A reproducible validation harness for serious evaluators. It drives the real Jinn Guard daemon (nothing mocked) and is built around one principle:
Don't trust the demo — verify it yourself.
Everything is standard-library Python 3 and a release build of the daemon. No network, no cloud, no external dependencies — runs on an air-gapped box.

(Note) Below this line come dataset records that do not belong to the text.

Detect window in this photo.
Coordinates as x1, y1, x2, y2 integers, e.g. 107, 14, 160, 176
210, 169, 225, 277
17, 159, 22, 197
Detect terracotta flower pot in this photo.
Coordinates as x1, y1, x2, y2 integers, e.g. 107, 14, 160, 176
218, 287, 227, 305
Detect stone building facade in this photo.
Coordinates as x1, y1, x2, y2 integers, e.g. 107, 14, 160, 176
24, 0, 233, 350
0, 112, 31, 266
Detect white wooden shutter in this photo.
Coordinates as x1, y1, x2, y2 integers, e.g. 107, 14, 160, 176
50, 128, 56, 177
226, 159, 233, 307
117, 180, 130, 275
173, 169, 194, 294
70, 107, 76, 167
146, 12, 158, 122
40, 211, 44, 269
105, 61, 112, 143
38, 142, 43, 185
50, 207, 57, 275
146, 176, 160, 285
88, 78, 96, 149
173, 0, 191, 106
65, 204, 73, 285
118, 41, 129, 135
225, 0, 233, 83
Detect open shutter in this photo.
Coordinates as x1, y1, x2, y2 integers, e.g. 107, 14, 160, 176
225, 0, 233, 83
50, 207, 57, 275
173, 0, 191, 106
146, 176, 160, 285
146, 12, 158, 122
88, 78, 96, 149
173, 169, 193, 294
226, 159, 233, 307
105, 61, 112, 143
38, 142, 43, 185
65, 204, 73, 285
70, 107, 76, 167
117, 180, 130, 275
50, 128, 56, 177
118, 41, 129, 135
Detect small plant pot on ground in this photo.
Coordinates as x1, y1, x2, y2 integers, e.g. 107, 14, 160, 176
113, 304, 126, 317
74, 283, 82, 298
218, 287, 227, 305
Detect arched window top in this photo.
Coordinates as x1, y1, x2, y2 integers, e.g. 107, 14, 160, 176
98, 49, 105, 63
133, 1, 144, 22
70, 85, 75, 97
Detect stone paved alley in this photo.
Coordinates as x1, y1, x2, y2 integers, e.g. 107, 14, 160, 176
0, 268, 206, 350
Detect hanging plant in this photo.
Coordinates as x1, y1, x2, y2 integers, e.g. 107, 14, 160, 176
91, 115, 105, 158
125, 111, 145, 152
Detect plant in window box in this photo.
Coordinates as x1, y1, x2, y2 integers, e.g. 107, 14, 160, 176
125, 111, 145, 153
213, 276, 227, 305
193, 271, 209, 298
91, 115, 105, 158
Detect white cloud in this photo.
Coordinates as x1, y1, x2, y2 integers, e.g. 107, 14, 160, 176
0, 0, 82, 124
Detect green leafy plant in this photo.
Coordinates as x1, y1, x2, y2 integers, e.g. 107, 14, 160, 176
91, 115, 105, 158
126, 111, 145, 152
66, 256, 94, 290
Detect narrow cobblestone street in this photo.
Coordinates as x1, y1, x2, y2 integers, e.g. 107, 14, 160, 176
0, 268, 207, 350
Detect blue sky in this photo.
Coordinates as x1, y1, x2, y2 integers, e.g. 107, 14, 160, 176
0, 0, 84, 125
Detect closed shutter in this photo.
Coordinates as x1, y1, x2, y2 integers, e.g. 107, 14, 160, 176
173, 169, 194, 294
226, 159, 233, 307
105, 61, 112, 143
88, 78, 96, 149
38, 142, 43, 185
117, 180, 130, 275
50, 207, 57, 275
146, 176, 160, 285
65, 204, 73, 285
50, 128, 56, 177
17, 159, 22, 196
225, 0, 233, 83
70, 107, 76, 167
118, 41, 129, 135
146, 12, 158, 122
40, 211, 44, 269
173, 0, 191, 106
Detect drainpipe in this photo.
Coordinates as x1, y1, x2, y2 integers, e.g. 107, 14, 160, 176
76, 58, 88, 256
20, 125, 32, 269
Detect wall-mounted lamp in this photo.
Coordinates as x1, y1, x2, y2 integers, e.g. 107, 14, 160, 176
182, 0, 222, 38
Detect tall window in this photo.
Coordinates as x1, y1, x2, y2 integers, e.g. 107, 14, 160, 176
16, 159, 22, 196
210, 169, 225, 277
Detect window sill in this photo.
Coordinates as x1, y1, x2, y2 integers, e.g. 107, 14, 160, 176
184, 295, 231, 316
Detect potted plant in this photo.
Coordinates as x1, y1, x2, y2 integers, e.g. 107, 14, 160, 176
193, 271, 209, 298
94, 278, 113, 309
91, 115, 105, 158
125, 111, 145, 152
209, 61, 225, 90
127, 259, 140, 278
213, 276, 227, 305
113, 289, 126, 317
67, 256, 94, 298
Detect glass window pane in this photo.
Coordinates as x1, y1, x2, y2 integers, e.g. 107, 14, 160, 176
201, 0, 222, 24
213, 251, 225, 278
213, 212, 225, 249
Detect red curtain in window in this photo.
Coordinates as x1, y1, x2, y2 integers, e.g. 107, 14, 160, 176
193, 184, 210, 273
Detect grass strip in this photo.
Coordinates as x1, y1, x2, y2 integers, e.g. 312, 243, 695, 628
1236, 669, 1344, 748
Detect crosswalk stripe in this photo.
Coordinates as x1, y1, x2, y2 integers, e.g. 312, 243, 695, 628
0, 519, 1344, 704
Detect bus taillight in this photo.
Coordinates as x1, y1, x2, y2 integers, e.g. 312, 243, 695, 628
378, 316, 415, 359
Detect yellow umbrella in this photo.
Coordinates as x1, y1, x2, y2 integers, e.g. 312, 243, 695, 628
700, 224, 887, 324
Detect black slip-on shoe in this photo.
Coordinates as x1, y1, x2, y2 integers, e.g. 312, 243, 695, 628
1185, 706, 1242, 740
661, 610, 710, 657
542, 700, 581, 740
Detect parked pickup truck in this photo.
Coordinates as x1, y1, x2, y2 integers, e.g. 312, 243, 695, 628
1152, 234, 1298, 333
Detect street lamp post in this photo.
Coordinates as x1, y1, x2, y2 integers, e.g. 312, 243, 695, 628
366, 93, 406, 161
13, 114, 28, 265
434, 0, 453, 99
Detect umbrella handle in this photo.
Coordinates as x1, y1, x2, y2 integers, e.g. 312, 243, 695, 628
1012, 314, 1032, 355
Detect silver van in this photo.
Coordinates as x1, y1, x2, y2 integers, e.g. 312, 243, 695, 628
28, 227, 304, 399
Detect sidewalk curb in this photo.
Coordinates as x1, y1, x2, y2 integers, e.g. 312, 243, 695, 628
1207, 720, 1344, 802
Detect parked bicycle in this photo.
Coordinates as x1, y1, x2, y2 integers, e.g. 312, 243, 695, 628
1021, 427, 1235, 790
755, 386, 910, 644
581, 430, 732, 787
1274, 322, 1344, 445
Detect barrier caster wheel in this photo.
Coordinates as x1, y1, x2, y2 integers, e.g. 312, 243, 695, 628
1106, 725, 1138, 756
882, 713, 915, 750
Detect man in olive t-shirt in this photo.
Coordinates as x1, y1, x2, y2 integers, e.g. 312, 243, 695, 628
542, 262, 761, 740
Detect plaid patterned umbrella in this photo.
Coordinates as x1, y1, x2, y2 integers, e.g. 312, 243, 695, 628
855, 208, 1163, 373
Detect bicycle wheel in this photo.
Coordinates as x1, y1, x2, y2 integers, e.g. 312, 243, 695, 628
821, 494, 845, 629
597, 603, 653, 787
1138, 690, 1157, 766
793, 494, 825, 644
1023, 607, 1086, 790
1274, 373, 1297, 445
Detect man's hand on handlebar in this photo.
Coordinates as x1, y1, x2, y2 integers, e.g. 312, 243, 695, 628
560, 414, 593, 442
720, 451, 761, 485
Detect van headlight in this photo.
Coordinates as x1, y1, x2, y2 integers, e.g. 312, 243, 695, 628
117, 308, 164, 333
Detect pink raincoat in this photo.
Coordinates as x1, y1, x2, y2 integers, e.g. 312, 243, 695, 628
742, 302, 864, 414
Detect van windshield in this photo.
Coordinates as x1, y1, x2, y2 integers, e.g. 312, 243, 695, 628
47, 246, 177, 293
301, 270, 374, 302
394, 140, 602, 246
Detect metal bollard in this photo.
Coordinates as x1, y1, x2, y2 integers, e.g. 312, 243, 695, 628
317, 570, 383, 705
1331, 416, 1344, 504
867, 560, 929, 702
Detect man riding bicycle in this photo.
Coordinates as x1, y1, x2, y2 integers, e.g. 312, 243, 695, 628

- A release build of the daemon:
cargo build --release -p ts_cli(or setJINNGUARD_BENCH_BINARY=/path/to/ts_cli). - Python 3.8+.
cd scripts/validate
# 1. The full reproducible validation: attack battery, determinism, audit-chain
# verification, tamper-evidence proof, and metrics reconciliation.
python3 validate.py
# 2. Independently verify the audit chain the run produced (no daemon involved):
python3 verify_audit_chain.py validation_out/audit.log
# 3. Prove it's tamper-evident by hand: open validation_out/audit.log in an
# editor, change ANY character inside an entry, save, then:
python3 verify_audit_chain.py validation_out/audit.log # -> FAILED ✗
# 4. Bring your own attack — craft any request and watch the daemon rule on it:
python3 byo_attack.py --help
python3 byo_attack.py --agent claims_agent --intent read_customer_record --risk 99
python3 byo_attack.py --forge
python3 byo_attack.py --agent bounded_agent --intent read_customer_record --repeat 5
# 5. Run the in-tree adversarial suite yourself:
cargo test -p ts_cli --test swarm_attack| File | Purpose |
|---|---|
validate.py |
The full reproducible validation run. Start here. |
verify_audit_chain.py |
Standalone, daemon-free verifier of the tamper-evident hash chain. |
byo_attack.py |
Send your own hand-crafted proposal to the real daemon. |
_daemon.py |
Boots a private, sandboxed daemon (own socket/policy/secret/audit). |
CLAIMS.md |
Every claim → the verdict that proves it → the command you run. |
validation_out/ |
Artifacts from the last run (audit log + tampered copies). Regenerated. |
Proves, on any Linux box: deterministic, fail-closed governance of agent actions (identity, integrity, least-privilege, Z3 risk ceiling, anti-replay, quota), and a cryptographically tamper-evident audit trail you can verify without trusting the daemon.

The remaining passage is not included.